With Gratitude

gratitude1

Posted by Gwyn MacDonald

We talk (and write) quite a bit about gratitude at Judy Moon and Associates. It’s a big part of Judy’s Lifeline technique practice and we have all been influenced and inspired by one of Lifeline’s major tenants, “Infinite Love and Gratitude”!

This past Christmas I gave my parents a book by Oliver Sacks called Gratitude. A few days after I bought the book I went to visit and it turns out they had gotten copies for my husband and a few friends and were excited to tell me about it! I did my best not to blurt out “I got you a copy too!” But that’s how books as gifts work in our family. Smile.

Both fans of Dr. Sacks’ work, my folks were deeply moved by this little book. And it is little, only seven and a half inches tall! It contains three essays that Sacks wrote as he neared the end of his life, one of them just weeks before he died. All of the essays were originally published in the New York Times where my parents and thousands of others read them. The response from readers was overwhelming, so many of them deeply moved by Sacks’ candid words.

Honest and crisp in their discussion of a life moving swiftly towards it’s end, yet at the same time celebratory and overflowing with pure joy for a life fully, blissfully and lovingly lived.

If you haven’t heard of Oliver Sacks, he was a neurologist and a prolific writer. Probably his most famous book, Awakenings, was made into a movie starring Robin Williams as the quirky doctor. Sacks worked with and wrote about some of the more unknown and frankly bizarre brain disorders that afflict people throughout the world and his passion for the recognition and well being of his patients was remarkable. His interest and compassion for the complexity of human nature and all of it’s frailties was what my parents and so many others love and respect about his work.

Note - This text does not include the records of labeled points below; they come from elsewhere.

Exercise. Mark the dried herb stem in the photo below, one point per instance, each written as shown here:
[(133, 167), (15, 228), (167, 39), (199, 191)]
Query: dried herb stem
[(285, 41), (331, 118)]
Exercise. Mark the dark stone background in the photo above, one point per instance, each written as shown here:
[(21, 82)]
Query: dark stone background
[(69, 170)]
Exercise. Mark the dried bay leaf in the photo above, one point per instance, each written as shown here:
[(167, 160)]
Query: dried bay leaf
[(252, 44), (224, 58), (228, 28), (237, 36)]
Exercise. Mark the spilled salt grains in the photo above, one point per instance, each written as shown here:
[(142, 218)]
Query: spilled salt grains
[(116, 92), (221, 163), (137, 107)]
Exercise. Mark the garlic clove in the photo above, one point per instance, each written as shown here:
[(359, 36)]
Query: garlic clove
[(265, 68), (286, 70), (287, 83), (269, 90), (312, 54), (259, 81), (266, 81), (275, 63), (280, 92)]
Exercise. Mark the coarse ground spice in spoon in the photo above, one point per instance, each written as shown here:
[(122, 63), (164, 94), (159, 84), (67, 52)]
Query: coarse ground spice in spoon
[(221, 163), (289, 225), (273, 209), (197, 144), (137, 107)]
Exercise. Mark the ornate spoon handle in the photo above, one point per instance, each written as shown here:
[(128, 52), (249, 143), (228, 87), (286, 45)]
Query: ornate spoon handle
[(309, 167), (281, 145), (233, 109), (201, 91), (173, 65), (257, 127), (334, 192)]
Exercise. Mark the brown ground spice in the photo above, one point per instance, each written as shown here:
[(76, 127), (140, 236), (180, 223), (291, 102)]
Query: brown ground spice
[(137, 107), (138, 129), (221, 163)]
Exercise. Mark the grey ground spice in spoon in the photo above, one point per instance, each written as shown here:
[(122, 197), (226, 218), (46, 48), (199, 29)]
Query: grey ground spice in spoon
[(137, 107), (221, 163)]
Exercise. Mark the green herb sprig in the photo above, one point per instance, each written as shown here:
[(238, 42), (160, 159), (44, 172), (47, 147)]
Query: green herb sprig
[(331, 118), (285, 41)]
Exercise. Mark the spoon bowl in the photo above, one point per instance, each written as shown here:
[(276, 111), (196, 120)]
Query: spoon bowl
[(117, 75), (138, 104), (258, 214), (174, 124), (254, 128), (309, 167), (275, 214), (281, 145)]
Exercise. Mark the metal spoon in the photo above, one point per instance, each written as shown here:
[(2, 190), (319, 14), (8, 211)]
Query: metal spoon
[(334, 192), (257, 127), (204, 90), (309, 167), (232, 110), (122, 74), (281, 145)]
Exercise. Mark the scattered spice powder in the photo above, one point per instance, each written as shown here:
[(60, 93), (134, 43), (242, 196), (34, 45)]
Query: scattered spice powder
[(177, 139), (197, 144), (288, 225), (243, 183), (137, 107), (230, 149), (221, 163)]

The past few years have been a bit of a roller coaster with serious health events in my own family and for some of my dearest friends. And while I don’t dwell on it, I have thought deeply about what it means when someone is at the end of their life. And these questions are often what come to mind. What is it that is truly important in one’s life? What brings us joy? Do the people we love know that we really love them? And why is it that for many of us we don’t look at or express those things until the very end?

I don’t have the answers of course, but for me this little book is a treasure because it reinforced (down to my toes!) what I am grateful for. The things that ground me, the small yet precious gems that give my life meaning and beauty. The people I love and share my life with. While the essays in Gratitude are very personal they resonate, I believe, with all of us. Small yet powerful reminders to live our lives deeply, to notice the tiny things, to do the things that bring us joy and to really love the ones we love.

I am always delighted and humbled when reminders like this one come along.